Eat normally for one week but use your blood sugar meter to test yourself at the following times. Write down what you ate and what your blood sugar results were:

  • Upon waking (fasting)
  • Before your meal
  • 1 hour after the first bite of each meal
  • 2 hours after the first bite of each meal
  • At bedtime

What you will discover by this is how long after a meal your highest reading comes—and how fast you return to “normal.” Also, you may see that a meal that included bread, fruit, or other starches and sugars (carbohydrates) gives you a higher reading.

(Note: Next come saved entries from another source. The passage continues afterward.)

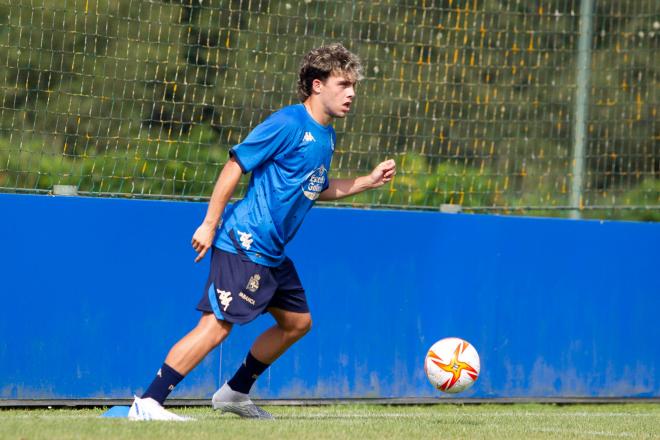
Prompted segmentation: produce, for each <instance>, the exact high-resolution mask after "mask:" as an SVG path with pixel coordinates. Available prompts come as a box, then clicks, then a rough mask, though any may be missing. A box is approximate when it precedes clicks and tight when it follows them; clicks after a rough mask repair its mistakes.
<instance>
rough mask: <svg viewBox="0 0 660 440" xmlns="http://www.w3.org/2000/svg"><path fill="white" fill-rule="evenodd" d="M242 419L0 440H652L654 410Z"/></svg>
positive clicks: (328, 416)
mask: <svg viewBox="0 0 660 440" xmlns="http://www.w3.org/2000/svg"><path fill="white" fill-rule="evenodd" d="M267 409H268V410H269V411H271V412H272V413H273V414H274V415H275V417H276V418H277V420H275V421H253V420H242V419H239V418H237V417H236V416H233V415H226V414H219V413H215V412H213V411H212V410H211V409H209V408H199V407H197V408H177V409H176V410H175V411H176V412H177V413H179V414H182V415H188V416H192V417H194V418H195V419H196V420H195V421H193V422H187V423H176V422H129V421H128V420H123V419H104V418H99V415H100V414H101V413H102V412H103V410H102V409H50V410H46V409H40V410H0V438H2V439H24V440H33V439H78V438H80V439H158V440H167V439H182V438H194V439H200V440H201V439H213V440H218V439H243V438H245V439H251V440H264V439H271V438H272V439H295V440H301V439H345V438H354V439H360V440H366V439H388V438H401V439H422V438H428V439H452V438H460V439H473V438H478V439H507V440H509V439H548V438H561V439H592V438H631V439H650V438H655V439H660V405H658V404H627V405H568V406H557V405H521V404H516V405H465V406H460V405H446V404H444V405H433V406H385V405H339V406H317V407H293V406H289V407H285V406H276V407H269V408H267Z"/></svg>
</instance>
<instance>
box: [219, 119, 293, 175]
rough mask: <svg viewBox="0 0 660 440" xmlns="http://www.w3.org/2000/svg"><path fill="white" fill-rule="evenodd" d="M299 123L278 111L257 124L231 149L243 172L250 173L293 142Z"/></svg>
mask: <svg viewBox="0 0 660 440" xmlns="http://www.w3.org/2000/svg"><path fill="white" fill-rule="evenodd" d="M298 131H299V130H298V127H297V124H295V123H294V122H293V121H291V119H290V118H286V117H281V115H278V114H277V113H276V114H274V115H272V116H271V117H269V118H268V119H266V120H265V121H264V122H262V123H261V124H259V125H257V126H256V127H255V128H254V129H253V130H252V131H251V132H250V134H248V135H247V137H246V138H245V139H244V140H243V142H241V143H240V144H238V145H236V146H234V147H233V148H232V149H231V150H229V154H230V155H231V156H232V157H233V158H234V159H236V161H237V162H238V164H239V165H240V167H241V169H242V170H243V173H249V172H250V171H252V170H254V169H255V168H257V167H258V166H259V165H261V164H263V163H264V162H266V161H267V160H268V159H270V158H272V157H275V156H276V155H278V154H279V153H281V152H282V151H284V150H286V149H287V148H288V147H289V146H290V145H292V144H293V142H294V140H295V137H296V133H298Z"/></svg>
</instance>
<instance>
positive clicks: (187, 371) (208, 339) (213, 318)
mask: <svg viewBox="0 0 660 440" xmlns="http://www.w3.org/2000/svg"><path fill="white" fill-rule="evenodd" d="M232 325H233V324H231V323H229V322H227V321H220V320H218V319H217V318H216V317H215V315H214V314H212V313H204V314H202V317H201V318H200V320H199V322H198V323H197V326H196V327H195V328H194V329H192V330H191V331H190V333H188V334H187V335H186V336H184V337H183V338H182V339H181V340H180V341H179V342H177V343H176V344H175V345H174V347H172V348H171V349H170V352H169V353H168V354H167V358H166V359H165V363H166V364H167V365H169V366H170V367H172V368H174V369H175V370H176V371H178V372H179V373H180V374H181V375H183V376H185V375H186V374H188V373H190V371H191V370H192V369H193V368H195V367H196V366H197V364H199V363H200V362H201V361H202V359H204V358H205V357H206V355H207V354H209V352H210V351H211V350H213V349H214V348H215V347H217V346H218V345H219V344H220V343H221V342H222V341H224V340H225V338H226V337H227V336H228V335H229V332H230V331H231V328H232Z"/></svg>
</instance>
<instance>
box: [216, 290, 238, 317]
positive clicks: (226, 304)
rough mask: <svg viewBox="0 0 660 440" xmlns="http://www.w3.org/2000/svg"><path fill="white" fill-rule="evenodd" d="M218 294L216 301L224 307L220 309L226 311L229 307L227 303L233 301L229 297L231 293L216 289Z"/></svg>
mask: <svg viewBox="0 0 660 440" xmlns="http://www.w3.org/2000/svg"><path fill="white" fill-rule="evenodd" d="M216 291H217V292H218V301H220V304H221V305H222V306H224V308H223V309H222V310H223V311H225V312H226V311H227V307H229V303H230V302H231V301H232V300H233V299H234V298H232V297H231V292H228V291H226V290H220V289H216Z"/></svg>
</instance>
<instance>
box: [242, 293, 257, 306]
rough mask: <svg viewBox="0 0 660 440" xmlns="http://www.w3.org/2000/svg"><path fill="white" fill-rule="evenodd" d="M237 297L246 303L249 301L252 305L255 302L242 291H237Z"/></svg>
mask: <svg viewBox="0 0 660 440" xmlns="http://www.w3.org/2000/svg"><path fill="white" fill-rule="evenodd" d="M238 297H239V298H240V299H242V300H243V301H245V302H246V303H249V304H252V305H255V303H256V301H255V300H254V298H250V297H249V296H247V295H246V294H244V293H243V292H238Z"/></svg>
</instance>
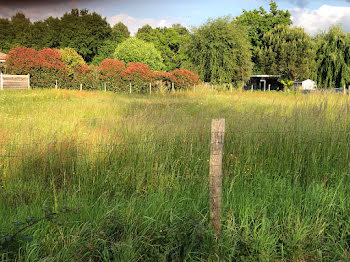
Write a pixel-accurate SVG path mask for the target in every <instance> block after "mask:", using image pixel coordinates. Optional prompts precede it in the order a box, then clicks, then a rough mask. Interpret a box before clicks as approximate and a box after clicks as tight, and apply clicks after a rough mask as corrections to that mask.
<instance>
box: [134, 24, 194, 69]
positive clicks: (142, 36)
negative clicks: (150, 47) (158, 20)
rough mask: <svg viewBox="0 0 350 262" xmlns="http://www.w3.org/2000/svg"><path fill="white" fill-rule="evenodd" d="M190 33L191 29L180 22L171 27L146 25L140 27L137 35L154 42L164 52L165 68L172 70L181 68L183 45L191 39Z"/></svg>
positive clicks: (147, 41)
mask: <svg viewBox="0 0 350 262" xmlns="http://www.w3.org/2000/svg"><path fill="white" fill-rule="evenodd" d="M189 35H190V33H189V31H188V30H187V29H186V28H185V27H183V26H181V25H179V24H175V25H173V26H172V27H170V28H168V27H163V28H159V27H158V28H154V29H153V28H152V27H151V26H150V25H145V26H143V27H141V28H139V30H138V32H137V34H136V37H137V38H139V39H142V40H144V41H146V42H151V43H153V44H154V46H155V47H156V49H158V50H159V51H160V52H161V54H162V58H163V59H164V65H165V69H166V70H167V71H171V70H174V69H176V68H180V66H181V62H182V60H183V52H182V50H181V46H183V44H184V43H185V42H186V41H187V40H188V39H189Z"/></svg>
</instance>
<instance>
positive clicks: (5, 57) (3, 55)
mask: <svg viewBox="0 0 350 262" xmlns="http://www.w3.org/2000/svg"><path fill="white" fill-rule="evenodd" d="M6 59H7V55H6V54H4V53H1V52H0V72H2V73H5V69H6V67H5V62H6Z"/></svg>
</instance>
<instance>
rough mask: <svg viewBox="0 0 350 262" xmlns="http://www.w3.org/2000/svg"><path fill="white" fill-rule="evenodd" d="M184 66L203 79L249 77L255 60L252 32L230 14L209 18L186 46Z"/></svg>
mask: <svg viewBox="0 0 350 262" xmlns="http://www.w3.org/2000/svg"><path fill="white" fill-rule="evenodd" d="M186 54H187V56H188V59H189V62H190V64H188V63H184V66H185V67H187V68H189V69H191V70H193V71H195V72H196V73H198V74H199V75H200V77H201V79H202V80H204V81H206V82H214V83H232V82H236V81H246V80H248V79H249V76H250V73H251V68H252V63H251V51H250V43H249V40H248V33H247V31H246V29H245V28H243V27H242V26H240V25H238V24H237V23H236V22H234V21H232V19H231V18H230V17H223V18H218V19H216V20H209V21H208V22H207V23H206V24H204V25H202V26H200V27H199V28H196V29H194V33H193V34H192V35H191V37H190V41H189V42H188V44H187V46H186Z"/></svg>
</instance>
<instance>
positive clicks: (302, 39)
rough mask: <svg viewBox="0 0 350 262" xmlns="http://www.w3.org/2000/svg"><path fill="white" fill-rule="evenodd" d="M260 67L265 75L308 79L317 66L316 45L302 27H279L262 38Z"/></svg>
mask: <svg viewBox="0 0 350 262" xmlns="http://www.w3.org/2000/svg"><path fill="white" fill-rule="evenodd" d="M262 44H263V47H262V48H261V49H260V51H259V65H260V68H261V69H262V70H263V72H264V73H265V74H278V75H281V76H282V78H284V79H288V80H297V79H307V78H309V77H310V76H311V75H312V72H313V70H314V68H315V67H314V66H315V52H314V44H313V41H312V39H311V37H310V36H309V35H308V34H307V33H306V32H305V31H304V29H302V28H300V27H293V28H291V27H290V26H286V25H278V26H276V27H275V28H274V29H273V30H271V31H270V32H268V33H266V34H265V35H264V37H263V38H262Z"/></svg>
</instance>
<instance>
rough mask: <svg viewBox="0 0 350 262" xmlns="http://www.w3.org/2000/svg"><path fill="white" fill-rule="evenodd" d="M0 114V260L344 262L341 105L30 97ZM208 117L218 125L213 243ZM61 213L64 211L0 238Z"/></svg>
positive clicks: (286, 93)
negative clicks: (208, 177) (211, 119)
mask: <svg viewBox="0 0 350 262" xmlns="http://www.w3.org/2000/svg"><path fill="white" fill-rule="evenodd" d="M0 101H1V103H0V119H1V121H0V130H1V131H0V150H1V152H0V183H1V187H2V188H1V191H0V229H1V232H0V234H2V236H0V253H2V254H1V255H0V260H2V261H12V260H15V261H16V260H17V261H113V260H114V261H258V260H260V261H347V260H349V248H350V247H349V245H350V243H349V242H350V222H349V221H350V204H349V203H350V201H349V195H350V179H349V170H350V157H349V153H348V152H349V148H350V134H349V133H347V132H348V131H349V130H350V129H349V127H350V126H349V125H350V118H349V111H350V110H349V106H350V103H349V98H348V97H347V96H344V95H343V94H332V93H314V94H308V95H304V94H295V93H282V92H280V93H278V92H253V93H251V92H240V91H234V92H223V91H222V92H220V91H213V92H212V91H210V90H207V89H205V88H201V87H196V90H195V91H184V92H176V93H172V94H156V93H152V95H151V96H150V95H136V94H132V95H130V94H115V93H111V92H107V93H105V92H81V91H68V90H58V91H56V90H31V91H24V92H0ZM213 118H225V119H226V137H225V148H224V166H223V174H224V175H223V178H224V181H223V214H222V224H223V231H222V234H221V237H220V239H218V241H216V240H215V239H214V236H213V234H212V231H211V229H210V225H209V219H208V213H209V201H208V198H209V196H208V195H209V190H208V173H209V162H208V159H209V143H210V123H211V119H213ZM66 207H68V208H69V209H74V210H75V209H76V210H77V212H68V213H63V214H60V215H59V216H57V218H56V219H55V220H54V221H49V220H44V221H42V222H40V223H37V224H35V225H33V226H31V227H29V228H28V229H26V230H25V231H23V232H21V233H20V234H18V235H17V236H16V238H15V239H10V240H8V238H7V239H6V238H4V235H5V234H6V233H8V234H11V233H14V232H16V230H18V228H16V227H14V226H13V224H12V223H13V222H16V221H25V220H26V218H27V217H30V216H32V217H37V218H38V217H42V216H44V215H45V212H46V211H45V210H50V211H53V212H60V211H61V210H62V209H64V208H66ZM17 224H18V223H17ZM23 226H24V225H22V227H23ZM20 228H21V226H20ZM26 235H29V236H31V237H32V239H31V240H30V241H29V240H26V238H25V236H26ZM1 241H2V242H1ZM1 243H5V244H1Z"/></svg>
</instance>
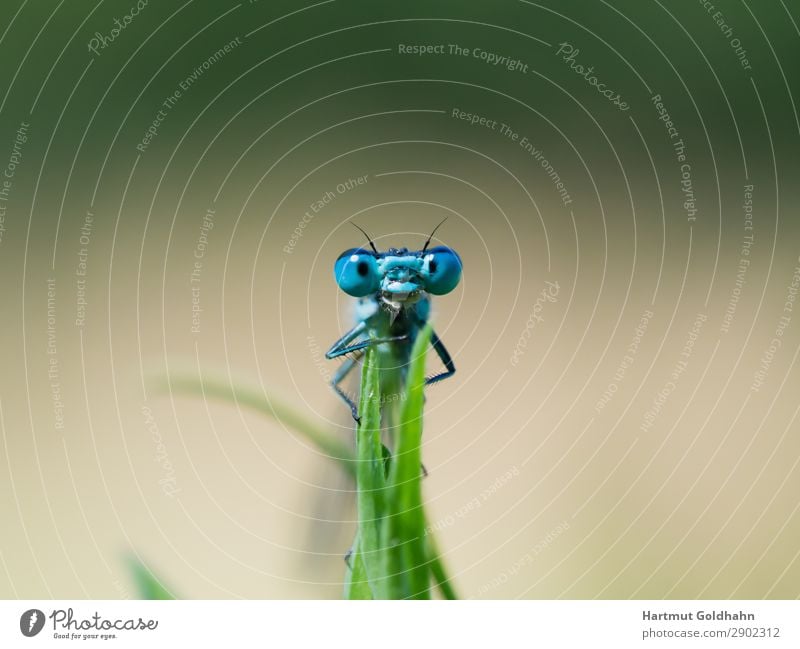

Step 2: For the next several days, cut back on your carbohydrates

Eliminate breads, cereals, rice, beans/legumes, any wheat products, potato, corn, and fruit. Get all your carbohydrates from veggies. Test your modified meals using the same schedule above. See what impact you can make on your blood sugar by eliminating various high-carbohydrate foods.

The closer we get to non-diabetic readings, the greater chance we have of avoiding horrible complications. Here are what doctors currently believe to be non-diabetic readings:

  • Fasting blood sugar under 100 mg/dL (5.6 mmol/l)
  • One hour after meals under 140 mg/dL (7.8 mmol/l)
  • Two hours after meals under 120 mg/dL (6.7 mmol/l)

If you can do better than this, go for it. At a minimum, The American College of Clinical Endocrinologists recommends that people with diabetes keep their blood sugars under 140 mg/dL (7.8 mmol/l) two hours after eating. However, many studies show that organ and nerve damage can begin at levels as low as 100 mg/dL (5.6 mmol/l). For a comprehensive summary of peer-reviewed literature, please refer to https://www.bloodsugar101.com/organ-damage-and-blood-sugar-level.

When you achieve the “normal” blood sugar targets that you have set for yourself, you can start cautiously adding back carbohydrates, one at a time, making sure to test after each meal. Stop adding carbohydrates as soon as you get near your blood sugar targets.

Recent studies have indicated that your after-meal numbers are those most indicative of future complications, especially heart problems.

Listen to your doctor, but you are the leader of your diabetic care team. While his/her advice is learned, it is not absolute. You will end up knowing much more about your body and how it’s handling diabetes than your doctor will. Your meter is your best weapon.

Step 3: Test, Test, Test!

Remember, we’re not in a race or a competition with anyone but ourselves. Play around with your food plan. Test, test, test! Learn what foods cause blood sugar spikes and what foods cause cravings. Learn which foods give you healthy blood sugars.

No matter what anyone tells you, if a food raises your blood sugar over the targets you are aiming for, that food should not be part of your diabetes food plan. Your blood sugar meter will tell you what the best “diabetes diet” is for your body. Use it and regain your health!

For more information visit https://www.bloodsugar101.com/.


If you don’t think you have enough test strips to do all that testing for two weeks, you can:

  • Use the test strips you need for the experiment and buy more test strips from your pharmacy or Amazon.